神根島から戻る途中にライより渡された紙に書いてあった日時と座標が今日のこの廃工場だったのだ。罠かも知れないし、もし呼び出しにしても澤崎の件で来ない可能性だってある。が、オデュッセウスのことを調べていくとエリア11に来る前は中華連邦に滞在しており、その時の繋がりで今回の澤崎の行動を知っていた可能性がある。ありえない事かも知れないがあの兄上なら有り得る。
『ゼロ。俺だ』
「扇か。どうした?」
『そっちに近付いている奴が居る。捕縛するか?』
「いや、私の予想通りならその必要もないだろう」
『じゃあ…』
「通せ。周辺の警戒を厳にしてくれ」
ゼロは立ち上がって入り口を見つめる。
この廃工場付近は黒の騎士団団員を伏せており、何があっても動けるようにしている。撤退ルートも準備し、先に罠がないかも確認済み。ナイトメアが攻めて来ても藤堂と四聖剣の月下も隠れて待機している。

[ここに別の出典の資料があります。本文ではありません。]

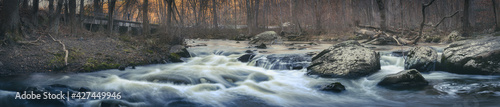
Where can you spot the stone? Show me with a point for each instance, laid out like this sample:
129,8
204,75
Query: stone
261,46
454,36
481,56
180,50
406,79
345,60
333,87
424,59
267,37
282,61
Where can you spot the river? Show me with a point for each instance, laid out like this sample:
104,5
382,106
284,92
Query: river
215,78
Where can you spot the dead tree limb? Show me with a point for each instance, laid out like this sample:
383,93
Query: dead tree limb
442,19
32,42
64,49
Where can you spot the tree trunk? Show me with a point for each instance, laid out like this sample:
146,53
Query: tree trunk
381,8
256,9
55,20
51,6
497,18
465,20
111,8
145,18
35,12
295,17
72,19
249,16
214,11
422,23
10,20
25,4
82,8
97,9
169,13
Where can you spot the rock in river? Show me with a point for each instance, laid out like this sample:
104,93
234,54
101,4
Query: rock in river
333,87
282,61
407,79
423,59
345,60
267,37
480,56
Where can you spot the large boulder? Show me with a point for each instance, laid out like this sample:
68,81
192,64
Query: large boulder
423,59
345,60
282,61
407,79
177,52
333,87
267,37
480,56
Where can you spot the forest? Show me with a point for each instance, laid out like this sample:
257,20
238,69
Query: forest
218,53
296,17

暗闇の中をひとりの男性が現れた。最初は暗くて誰か識別できなかったが雲から顔を覗かせた月の光がその者を照らした。
「ほう!遣いが来るとは思っていたがまさか貴方が来るとは…
神聖ブリタニア帝国第一皇子、オデュッセウス・ウ・ブリタニア」
月明かりに照らされたオデュッセウスは片手を挙げながら微笑んでいた。